NY Times Buys Conspiracy Theory on Rove's Alabama Slam of Dem. Governor

June 2nd, 2008 3:57 PM

The New York Times has intermittently written up the strange allegations that former White House advisor Karl Rove tried to destroy a former governor of the state of Alabama, Don Siegelman. Siegelman, a Democrat, was prosecuted by the Justice Department and ultimately sentenced to federal prison for bribery. He was recently released on appeal, which probably spurred the paper's new interest in the case.

Monday's lead editorial -- "Mr. Rove Talks, but Doesn't Answer" -- doubled down on the validity of the liberal conspiracy theory.

In a recent appearance on "This Week With George Stephanopoulos," Karl Rove was asked if he had a role in the Justice Department's decision to prosecute Don Siegelman. The former Democratic governor of Alabama was convicted and sentenced to more than seven years, quite possibly for political reasons, and there is evidence that Mr. Rove may have been pulling the strings.

Mr. Rove, who has traded in his White House job for that of talking head, talked a lot but didn't answer the question. He also did not directly deny being involved. The House Judiciary Committee has subpoenaed him to testify. It should do everything in its power to see that he does and that he answers all of its questions.

Mr. Siegelman -- who began serving his sentence before being freed on appeal -- was convicted on corruption charges that appear to be flimsy, and his supporters have long insisted that he was prosecuted for partisan reasons. Until his indictment, he was the Democrats' best chance of taking back the Alabama governorship.

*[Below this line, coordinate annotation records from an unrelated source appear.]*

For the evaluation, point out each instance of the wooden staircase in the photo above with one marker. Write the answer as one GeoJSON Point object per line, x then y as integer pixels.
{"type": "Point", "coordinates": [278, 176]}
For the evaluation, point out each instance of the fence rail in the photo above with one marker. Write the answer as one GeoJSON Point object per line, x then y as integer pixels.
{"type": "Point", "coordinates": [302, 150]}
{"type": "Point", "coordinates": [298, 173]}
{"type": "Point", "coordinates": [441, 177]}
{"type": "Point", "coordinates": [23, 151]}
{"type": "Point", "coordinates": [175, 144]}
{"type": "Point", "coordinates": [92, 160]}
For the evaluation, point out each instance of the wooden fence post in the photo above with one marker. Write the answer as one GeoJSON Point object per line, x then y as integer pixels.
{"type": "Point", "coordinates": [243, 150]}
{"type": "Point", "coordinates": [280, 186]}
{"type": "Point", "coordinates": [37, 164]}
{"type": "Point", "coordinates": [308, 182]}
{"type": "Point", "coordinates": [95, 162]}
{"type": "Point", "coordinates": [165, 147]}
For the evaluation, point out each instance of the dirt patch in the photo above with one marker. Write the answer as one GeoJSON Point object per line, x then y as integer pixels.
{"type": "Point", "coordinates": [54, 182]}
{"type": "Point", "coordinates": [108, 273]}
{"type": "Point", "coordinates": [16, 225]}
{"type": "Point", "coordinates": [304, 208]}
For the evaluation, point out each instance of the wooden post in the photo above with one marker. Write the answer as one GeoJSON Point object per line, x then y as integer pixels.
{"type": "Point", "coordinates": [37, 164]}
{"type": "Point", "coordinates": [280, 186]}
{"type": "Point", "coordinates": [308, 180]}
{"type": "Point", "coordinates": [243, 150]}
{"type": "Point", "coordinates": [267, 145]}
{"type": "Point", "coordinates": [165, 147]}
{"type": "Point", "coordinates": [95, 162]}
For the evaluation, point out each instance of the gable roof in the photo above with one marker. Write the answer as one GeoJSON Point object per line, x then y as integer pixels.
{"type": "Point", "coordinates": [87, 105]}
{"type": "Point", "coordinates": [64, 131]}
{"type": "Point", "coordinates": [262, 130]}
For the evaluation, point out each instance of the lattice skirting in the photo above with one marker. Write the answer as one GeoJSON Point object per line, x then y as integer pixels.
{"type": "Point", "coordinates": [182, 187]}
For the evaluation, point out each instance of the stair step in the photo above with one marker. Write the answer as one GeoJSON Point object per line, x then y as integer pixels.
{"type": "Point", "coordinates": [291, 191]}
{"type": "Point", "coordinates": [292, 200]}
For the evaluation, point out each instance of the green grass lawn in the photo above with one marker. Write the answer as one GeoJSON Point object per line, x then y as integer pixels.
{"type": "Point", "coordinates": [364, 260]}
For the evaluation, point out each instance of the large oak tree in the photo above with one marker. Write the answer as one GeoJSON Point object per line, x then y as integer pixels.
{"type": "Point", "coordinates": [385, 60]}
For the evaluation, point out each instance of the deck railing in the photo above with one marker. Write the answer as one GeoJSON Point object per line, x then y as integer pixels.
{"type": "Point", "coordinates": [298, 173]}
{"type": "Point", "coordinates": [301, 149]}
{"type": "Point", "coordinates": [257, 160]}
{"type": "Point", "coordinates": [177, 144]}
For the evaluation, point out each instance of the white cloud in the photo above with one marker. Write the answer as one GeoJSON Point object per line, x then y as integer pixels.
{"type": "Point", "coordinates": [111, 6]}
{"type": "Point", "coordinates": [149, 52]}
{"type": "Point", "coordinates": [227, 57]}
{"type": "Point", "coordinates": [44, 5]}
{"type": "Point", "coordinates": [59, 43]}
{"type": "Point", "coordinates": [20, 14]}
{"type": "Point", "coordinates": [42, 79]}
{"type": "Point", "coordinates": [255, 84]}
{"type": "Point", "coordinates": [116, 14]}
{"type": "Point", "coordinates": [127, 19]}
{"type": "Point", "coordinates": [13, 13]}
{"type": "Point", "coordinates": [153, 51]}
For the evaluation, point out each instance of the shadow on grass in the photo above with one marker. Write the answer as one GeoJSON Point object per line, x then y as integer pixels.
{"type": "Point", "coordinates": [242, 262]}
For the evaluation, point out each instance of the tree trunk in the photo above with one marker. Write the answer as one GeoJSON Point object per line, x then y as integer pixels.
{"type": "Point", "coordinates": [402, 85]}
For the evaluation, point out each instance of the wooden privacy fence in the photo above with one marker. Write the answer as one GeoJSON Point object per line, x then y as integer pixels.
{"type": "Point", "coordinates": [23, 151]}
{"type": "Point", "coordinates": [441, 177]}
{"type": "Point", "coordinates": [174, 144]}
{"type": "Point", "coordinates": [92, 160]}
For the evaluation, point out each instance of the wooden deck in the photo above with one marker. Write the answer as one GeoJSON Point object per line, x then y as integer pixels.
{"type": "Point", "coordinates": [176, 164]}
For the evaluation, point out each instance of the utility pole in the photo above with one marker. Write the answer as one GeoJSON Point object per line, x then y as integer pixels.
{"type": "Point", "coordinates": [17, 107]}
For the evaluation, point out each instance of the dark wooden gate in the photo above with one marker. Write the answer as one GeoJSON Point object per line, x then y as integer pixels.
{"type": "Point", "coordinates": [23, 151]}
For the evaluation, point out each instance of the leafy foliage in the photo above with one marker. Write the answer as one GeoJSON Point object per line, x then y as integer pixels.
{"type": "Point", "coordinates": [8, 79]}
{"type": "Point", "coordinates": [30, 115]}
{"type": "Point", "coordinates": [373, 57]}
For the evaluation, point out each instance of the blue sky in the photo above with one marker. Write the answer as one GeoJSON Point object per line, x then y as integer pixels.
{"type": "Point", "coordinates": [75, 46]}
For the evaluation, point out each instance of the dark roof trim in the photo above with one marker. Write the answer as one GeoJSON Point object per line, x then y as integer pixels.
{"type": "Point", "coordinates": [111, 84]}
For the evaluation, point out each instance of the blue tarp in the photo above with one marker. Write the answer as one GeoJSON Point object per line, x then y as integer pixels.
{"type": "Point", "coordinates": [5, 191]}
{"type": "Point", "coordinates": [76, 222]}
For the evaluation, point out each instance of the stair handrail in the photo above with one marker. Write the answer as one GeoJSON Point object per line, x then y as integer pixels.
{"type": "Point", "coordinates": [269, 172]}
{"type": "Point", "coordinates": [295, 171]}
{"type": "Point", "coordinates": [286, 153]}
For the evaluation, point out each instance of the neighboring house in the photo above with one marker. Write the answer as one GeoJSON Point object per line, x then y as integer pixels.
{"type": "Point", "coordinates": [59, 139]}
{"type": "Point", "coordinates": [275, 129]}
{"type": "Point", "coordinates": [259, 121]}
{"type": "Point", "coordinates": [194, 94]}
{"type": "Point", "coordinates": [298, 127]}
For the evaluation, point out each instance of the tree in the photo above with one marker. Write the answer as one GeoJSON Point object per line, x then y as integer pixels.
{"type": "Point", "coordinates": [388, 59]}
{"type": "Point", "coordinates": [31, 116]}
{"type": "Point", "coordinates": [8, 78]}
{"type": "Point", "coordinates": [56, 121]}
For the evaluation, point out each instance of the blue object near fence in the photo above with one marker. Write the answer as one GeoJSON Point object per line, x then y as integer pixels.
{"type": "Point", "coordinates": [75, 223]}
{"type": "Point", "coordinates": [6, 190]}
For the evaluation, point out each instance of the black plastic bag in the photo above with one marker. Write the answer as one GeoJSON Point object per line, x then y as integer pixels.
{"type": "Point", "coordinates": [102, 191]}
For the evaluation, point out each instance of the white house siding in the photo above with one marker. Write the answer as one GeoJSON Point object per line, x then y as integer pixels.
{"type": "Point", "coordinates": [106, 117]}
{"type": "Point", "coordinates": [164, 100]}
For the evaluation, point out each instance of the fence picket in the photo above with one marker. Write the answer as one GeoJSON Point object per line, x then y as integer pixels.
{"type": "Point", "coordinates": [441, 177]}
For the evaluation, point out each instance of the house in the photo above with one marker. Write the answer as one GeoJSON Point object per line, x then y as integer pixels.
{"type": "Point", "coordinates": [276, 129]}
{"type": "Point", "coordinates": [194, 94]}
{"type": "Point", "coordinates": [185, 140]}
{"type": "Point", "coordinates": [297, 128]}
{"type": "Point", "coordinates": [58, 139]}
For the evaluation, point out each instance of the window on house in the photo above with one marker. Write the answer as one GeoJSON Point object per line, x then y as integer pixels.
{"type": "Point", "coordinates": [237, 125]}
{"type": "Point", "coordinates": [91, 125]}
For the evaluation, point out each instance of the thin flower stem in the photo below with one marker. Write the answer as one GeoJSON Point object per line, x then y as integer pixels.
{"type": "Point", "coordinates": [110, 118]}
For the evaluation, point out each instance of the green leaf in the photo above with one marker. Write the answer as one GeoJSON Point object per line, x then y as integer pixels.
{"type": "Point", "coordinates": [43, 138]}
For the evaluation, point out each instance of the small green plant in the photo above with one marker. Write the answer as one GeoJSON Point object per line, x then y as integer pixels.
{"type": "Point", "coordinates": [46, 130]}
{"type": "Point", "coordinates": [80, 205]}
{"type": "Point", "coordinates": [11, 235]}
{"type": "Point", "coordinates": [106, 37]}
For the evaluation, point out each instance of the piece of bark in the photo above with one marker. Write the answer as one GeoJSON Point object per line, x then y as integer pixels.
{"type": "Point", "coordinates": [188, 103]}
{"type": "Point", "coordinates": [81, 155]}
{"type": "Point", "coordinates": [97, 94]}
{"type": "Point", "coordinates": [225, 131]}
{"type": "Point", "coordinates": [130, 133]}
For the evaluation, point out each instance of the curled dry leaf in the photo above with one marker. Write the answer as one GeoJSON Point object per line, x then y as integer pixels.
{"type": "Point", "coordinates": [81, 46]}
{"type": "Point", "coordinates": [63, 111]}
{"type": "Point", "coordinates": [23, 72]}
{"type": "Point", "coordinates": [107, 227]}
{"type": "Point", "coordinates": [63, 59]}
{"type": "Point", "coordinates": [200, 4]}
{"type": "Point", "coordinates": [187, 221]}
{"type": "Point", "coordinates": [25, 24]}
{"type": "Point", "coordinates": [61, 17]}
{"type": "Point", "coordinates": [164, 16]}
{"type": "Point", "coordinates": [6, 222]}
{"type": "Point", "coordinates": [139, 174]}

After Mr. Siegelman's conviction, Dana Jill Simpson, a Republican lawyer, swore in an affidavit that she had heard another G.O.P. political operative, Bill Canary, boast in a phone call that his wife would "take care" of Mr. Siegelman and that Mr. Rove was involved in the planning. Mr. Canary's wife is Leura Canary, the United States attorney for Montgomery, and her office prosecuted Mr. Siegelman.

The Times concluded:

Mr. Rove seems willing to talk about this case everywhere except where he is required to: in Congress, in public, under oath. The American people, and Mr. Siegelman, are counting on Congress to find out the truth.

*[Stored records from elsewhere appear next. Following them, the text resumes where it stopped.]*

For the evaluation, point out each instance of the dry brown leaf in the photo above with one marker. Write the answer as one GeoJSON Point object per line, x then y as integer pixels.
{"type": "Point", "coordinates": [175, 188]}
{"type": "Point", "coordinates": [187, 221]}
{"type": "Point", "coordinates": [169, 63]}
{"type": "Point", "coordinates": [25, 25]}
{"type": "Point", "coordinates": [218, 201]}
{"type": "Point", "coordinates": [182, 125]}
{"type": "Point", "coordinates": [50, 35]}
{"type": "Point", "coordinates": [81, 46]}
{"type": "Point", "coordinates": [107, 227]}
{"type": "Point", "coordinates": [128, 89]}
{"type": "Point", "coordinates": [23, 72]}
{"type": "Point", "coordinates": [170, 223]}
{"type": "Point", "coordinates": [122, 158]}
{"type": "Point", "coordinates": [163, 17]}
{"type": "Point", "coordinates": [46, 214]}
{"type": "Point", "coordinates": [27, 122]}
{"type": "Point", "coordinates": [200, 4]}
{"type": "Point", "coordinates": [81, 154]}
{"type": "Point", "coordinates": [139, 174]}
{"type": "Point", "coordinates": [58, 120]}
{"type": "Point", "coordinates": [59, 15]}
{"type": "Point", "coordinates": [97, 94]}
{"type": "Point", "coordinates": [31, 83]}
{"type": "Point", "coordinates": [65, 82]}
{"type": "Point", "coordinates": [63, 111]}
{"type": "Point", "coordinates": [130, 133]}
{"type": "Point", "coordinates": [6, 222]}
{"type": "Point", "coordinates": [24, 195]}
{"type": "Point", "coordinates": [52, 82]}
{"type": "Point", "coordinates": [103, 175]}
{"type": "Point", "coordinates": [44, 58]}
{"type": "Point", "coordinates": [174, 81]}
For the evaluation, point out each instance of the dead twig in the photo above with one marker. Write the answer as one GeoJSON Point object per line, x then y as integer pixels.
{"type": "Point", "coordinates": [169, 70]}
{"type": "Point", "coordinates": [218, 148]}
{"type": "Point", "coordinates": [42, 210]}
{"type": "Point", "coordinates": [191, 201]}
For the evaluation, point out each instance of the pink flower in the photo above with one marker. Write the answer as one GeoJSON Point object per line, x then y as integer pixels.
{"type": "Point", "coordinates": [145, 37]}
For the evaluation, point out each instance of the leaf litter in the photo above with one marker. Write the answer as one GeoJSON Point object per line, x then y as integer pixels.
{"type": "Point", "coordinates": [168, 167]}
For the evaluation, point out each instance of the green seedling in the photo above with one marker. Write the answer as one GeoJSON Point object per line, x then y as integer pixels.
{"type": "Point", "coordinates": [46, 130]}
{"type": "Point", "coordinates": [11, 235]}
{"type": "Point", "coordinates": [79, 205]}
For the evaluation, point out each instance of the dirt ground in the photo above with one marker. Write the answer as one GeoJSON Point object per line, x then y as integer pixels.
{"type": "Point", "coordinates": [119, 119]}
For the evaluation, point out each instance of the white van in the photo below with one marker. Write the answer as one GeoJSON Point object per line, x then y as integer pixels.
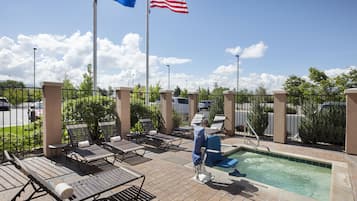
{"type": "Point", "coordinates": [180, 105]}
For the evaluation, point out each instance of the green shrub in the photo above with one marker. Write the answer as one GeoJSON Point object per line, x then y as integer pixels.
{"type": "Point", "coordinates": [268, 109]}
{"type": "Point", "coordinates": [290, 110]}
{"type": "Point", "coordinates": [217, 107]}
{"type": "Point", "coordinates": [323, 126]}
{"type": "Point", "coordinates": [139, 111]}
{"type": "Point", "coordinates": [90, 110]}
{"type": "Point", "coordinates": [176, 119]}
{"type": "Point", "coordinates": [258, 118]}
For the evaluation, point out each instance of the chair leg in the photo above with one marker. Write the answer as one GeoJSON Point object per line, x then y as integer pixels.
{"type": "Point", "coordinates": [18, 194]}
{"type": "Point", "coordinates": [141, 186]}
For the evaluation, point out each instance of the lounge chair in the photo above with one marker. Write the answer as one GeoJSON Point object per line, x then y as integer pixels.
{"type": "Point", "coordinates": [82, 148]}
{"type": "Point", "coordinates": [89, 187]}
{"type": "Point", "coordinates": [214, 156]}
{"type": "Point", "coordinates": [163, 140]}
{"type": "Point", "coordinates": [115, 142]}
{"type": "Point", "coordinates": [217, 125]}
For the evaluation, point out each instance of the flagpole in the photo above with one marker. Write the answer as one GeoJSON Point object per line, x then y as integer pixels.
{"type": "Point", "coordinates": [94, 46]}
{"type": "Point", "coordinates": [147, 52]}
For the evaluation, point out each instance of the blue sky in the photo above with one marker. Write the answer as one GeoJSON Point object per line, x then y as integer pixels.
{"type": "Point", "coordinates": [296, 35]}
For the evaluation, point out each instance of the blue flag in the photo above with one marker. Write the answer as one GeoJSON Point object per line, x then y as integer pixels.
{"type": "Point", "coordinates": [128, 3]}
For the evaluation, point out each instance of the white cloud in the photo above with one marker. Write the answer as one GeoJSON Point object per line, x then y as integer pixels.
{"type": "Point", "coordinates": [254, 51]}
{"type": "Point", "coordinates": [173, 61]}
{"type": "Point", "coordinates": [118, 64]}
{"type": "Point", "coordinates": [234, 50]}
{"type": "Point", "coordinates": [338, 71]}
{"type": "Point", "coordinates": [225, 70]}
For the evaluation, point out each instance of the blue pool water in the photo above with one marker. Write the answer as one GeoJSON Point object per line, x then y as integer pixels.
{"type": "Point", "coordinates": [290, 174]}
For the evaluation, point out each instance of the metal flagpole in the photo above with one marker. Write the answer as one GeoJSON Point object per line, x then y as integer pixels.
{"type": "Point", "coordinates": [94, 46]}
{"type": "Point", "coordinates": [147, 52]}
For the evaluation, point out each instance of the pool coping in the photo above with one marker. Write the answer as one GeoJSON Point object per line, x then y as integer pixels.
{"type": "Point", "coordinates": [340, 186]}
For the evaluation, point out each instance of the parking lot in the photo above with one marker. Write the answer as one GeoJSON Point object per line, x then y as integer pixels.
{"type": "Point", "coordinates": [16, 116]}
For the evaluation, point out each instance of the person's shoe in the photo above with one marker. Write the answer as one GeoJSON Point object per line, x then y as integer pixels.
{"type": "Point", "coordinates": [236, 173]}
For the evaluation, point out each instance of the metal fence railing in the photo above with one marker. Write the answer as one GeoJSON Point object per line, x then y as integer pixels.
{"type": "Point", "coordinates": [139, 109]}
{"type": "Point", "coordinates": [258, 110]}
{"type": "Point", "coordinates": [89, 107]}
{"type": "Point", "coordinates": [316, 118]}
{"type": "Point", "coordinates": [20, 120]}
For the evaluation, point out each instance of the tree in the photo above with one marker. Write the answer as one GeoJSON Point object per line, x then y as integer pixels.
{"type": "Point", "coordinates": [155, 92]}
{"type": "Point", "coordinates": [203, 94]}
{"type": "Point", "coordinates": [86, 85]}
{"type": "Point", "coordinates": [317, 76]}
{"type": "Point", "coordinates": [177, 91]}
{"type": "Point", "coordinates": [69, 91]}
{"type": "Point", "coordinates": [260, 91]}
{"type": "Point", "coordinates": [184, 93]}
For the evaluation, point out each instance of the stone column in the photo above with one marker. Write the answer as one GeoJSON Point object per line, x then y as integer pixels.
{"type": "Point", "coordinates": [123, 109]}
{"type": "Point", "coordinates": [52, 119]}
{"type": "Point", "coordinates": [229, 112]}
{"type": "Point", "coordinates": [193, 105]}
{"type": "Point", "coordinates": [351, 119]}
{"type": "Point", "coordinates": [166, 110]}
{"type": "Point", "coordinates": [280, 99]}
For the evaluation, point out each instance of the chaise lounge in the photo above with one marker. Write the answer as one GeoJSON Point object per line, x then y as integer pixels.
{"type": "Point", "coordinates": [116, 143]}
{"type": "Point", "coordinates": [83, 149]}
{"type": "Point", "coordinates": [90, 187]}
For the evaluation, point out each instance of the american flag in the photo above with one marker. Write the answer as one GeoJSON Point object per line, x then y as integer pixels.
{"type": "Point", "coordinates": [178, 6]}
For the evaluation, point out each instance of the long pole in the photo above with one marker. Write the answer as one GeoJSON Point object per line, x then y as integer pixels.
{"type": "Point", "coordinates": [147, 52]}
{"type": "Point", "coordinates": [237, 73]}
{"type": "Point", "coordinates": [34, 68]}
{"type": "Point", "coordinates": [94, 46]}
{"type": "Point", "coordinates": [168, 77]}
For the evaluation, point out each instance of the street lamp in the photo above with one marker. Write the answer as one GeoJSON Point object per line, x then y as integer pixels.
{"type": "Point", "coordinates": [237, 72]}
{"type": "Point", "coordinates": [34, 68]}
{"type": "Point", "coordinates": [168, 76]}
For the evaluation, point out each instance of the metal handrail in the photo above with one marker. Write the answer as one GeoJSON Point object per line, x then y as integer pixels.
{"type": "Point", "coordinates": [256, 135]}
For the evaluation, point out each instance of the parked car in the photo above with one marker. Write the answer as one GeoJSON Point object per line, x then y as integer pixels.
{"type": "Point", "coordinates": [4, 104]}
{"type": "Point", "coordinates": [180, 105]}
{"type": "Point", "coordinates": [35, 111]}
{"type": "Point", "coordinates": [204, 104]}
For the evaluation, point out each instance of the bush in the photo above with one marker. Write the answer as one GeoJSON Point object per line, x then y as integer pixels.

(The Times opened the online version of its editorial to the left-wing commentators who dominate its website and who are predictably calling for jail-time for the "evil man" Rove.)

Speaking of talking about the case anywhere but under oath, the same is true of Rove's accuser, Jill Simpson, although you wouldn't learn that from the Times. Neither would you learn any of the other facts that make her story so unbelievable.

For that, go to John Hinderaker at Powerline, who rebutted Simpson's theory in the May 26 issue of the Weekly Standard (subscription required), in which he dissected a gullible 60 Minutes report on the "scandal" from February.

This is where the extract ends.